First, our efficiency metrics may fall if this inconsistent play continues.
This is always true. We were roughly #10 on Barttovik at one point -- we are down to #14 now. If we keep repeating performances like the ones we had against TCU and Baylor, then obviously our computer ranking is going to head south quickly.
Second, it is a fine line. We’re basically talking a handful of outcomes. It doesn’t take much degradation in SD to have a swing that have a team on paper top-15, but change a great year record wise (plus regular season championship/great-seed-facilitating-run into a mid-pack), mid-seed 1st or second round exit.

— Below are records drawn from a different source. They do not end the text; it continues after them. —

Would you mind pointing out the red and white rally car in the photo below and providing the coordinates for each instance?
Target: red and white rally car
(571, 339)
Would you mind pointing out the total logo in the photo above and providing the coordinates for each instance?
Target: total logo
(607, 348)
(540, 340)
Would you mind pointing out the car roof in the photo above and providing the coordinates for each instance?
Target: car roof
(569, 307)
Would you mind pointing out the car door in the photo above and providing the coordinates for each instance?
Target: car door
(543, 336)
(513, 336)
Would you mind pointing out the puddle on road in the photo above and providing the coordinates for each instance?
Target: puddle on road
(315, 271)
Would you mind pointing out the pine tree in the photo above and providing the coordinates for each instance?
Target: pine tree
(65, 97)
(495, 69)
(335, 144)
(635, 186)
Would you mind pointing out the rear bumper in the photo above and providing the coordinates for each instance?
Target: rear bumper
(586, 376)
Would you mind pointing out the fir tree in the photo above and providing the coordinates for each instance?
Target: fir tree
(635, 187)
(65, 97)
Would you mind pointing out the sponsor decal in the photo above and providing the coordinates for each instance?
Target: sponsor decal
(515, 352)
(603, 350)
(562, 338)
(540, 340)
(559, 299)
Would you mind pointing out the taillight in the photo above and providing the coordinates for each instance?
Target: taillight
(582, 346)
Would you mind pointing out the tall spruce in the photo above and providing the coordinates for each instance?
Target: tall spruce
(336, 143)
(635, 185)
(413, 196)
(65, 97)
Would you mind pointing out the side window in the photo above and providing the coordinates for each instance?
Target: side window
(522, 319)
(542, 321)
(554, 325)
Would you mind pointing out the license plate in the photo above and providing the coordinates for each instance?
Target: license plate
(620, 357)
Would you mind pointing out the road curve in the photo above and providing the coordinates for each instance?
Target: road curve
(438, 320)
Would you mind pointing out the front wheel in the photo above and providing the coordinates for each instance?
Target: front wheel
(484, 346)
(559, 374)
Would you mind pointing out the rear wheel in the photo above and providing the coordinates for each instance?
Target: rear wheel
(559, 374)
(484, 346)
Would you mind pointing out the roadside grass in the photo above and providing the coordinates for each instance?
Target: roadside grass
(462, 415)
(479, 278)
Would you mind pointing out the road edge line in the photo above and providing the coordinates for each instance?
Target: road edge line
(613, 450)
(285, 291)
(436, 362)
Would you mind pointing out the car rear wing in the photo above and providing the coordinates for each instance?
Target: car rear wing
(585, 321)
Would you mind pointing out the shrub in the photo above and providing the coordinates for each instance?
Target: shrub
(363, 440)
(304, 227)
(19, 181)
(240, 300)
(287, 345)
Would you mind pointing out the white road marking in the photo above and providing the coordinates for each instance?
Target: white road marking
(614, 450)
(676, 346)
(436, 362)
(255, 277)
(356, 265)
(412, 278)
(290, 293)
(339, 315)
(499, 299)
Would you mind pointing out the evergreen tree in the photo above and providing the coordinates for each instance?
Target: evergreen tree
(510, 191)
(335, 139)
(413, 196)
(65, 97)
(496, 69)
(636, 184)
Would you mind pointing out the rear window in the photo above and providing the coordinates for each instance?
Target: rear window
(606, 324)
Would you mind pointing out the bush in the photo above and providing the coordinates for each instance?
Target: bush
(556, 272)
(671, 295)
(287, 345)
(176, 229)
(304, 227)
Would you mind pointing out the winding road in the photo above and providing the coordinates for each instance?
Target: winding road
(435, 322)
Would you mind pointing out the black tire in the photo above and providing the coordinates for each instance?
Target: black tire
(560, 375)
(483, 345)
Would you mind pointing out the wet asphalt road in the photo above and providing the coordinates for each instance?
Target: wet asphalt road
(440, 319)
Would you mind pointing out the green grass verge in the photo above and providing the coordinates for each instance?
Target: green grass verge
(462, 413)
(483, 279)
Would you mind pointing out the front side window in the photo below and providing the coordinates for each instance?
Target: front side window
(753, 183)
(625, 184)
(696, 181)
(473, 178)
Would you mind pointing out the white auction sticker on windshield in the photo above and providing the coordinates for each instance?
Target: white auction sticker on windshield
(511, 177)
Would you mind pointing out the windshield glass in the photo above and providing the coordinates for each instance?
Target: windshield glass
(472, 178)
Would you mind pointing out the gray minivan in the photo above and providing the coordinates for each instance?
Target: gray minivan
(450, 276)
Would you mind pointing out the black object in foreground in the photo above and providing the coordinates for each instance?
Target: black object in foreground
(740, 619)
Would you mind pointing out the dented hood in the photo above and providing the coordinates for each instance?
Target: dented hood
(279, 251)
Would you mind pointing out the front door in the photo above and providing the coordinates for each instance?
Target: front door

The models are fun for seeing the teams on more of a continuum past simple binary outcomes, but everything that matters is still completely weighted on the ability to string isolated positive outcomes together.
Models are
fun but also
useful as predictive devices. No, they are not perfect, but Las Vegas makes a lot of money off having the best ones, so there are things to learn from them about the way the team is likely to play the 1.5 months of the season from here.
I know a season is judged and goes into the record books based on W-L binaries. Period. Having the best adjusted net efficiency in the Big 12 does not put a banner in the rafters. The point about the computers is not that they somehow undo a team that underachieves.
If anything here, I think they have two uses...
(1.) Predictions about how the team is likely to perform in games remaining. Towards this, the computer say this is a good team that should win many of those games.
(2.) Giving you some objective standard as to if a team
did under-perform or not. To judge if a team under-performed, you have to have some objective metric for how good it was in the first place. The model helps calibrate expectations for how a good a team was before you compare that standard to their actual W-L records. Was this a mediocre team who squeaked by a lot with a low ceiling and we should be happy to get what we get? Or is this a team who had a high ceiling but played bad games on occasion and therefore underachieved by losing a second round game in Columbus, Ohio to some #10 seed from a mid-major conference?
Particularly when we saw that team play like it could take on the world at times?
We use the models to have a more objective discussion of #2.
Every year there are teams that do well by metrics from not having a consistent weakness, but that’s often not enough to win the games commensurate of the metrical ranking.
This is exactly my point -- a much better summary of mine about the downsides of consistency at a lower rating versus the roller-coaster we are on right now.
They both have their good and their bad. I would rather roll with the upside, though.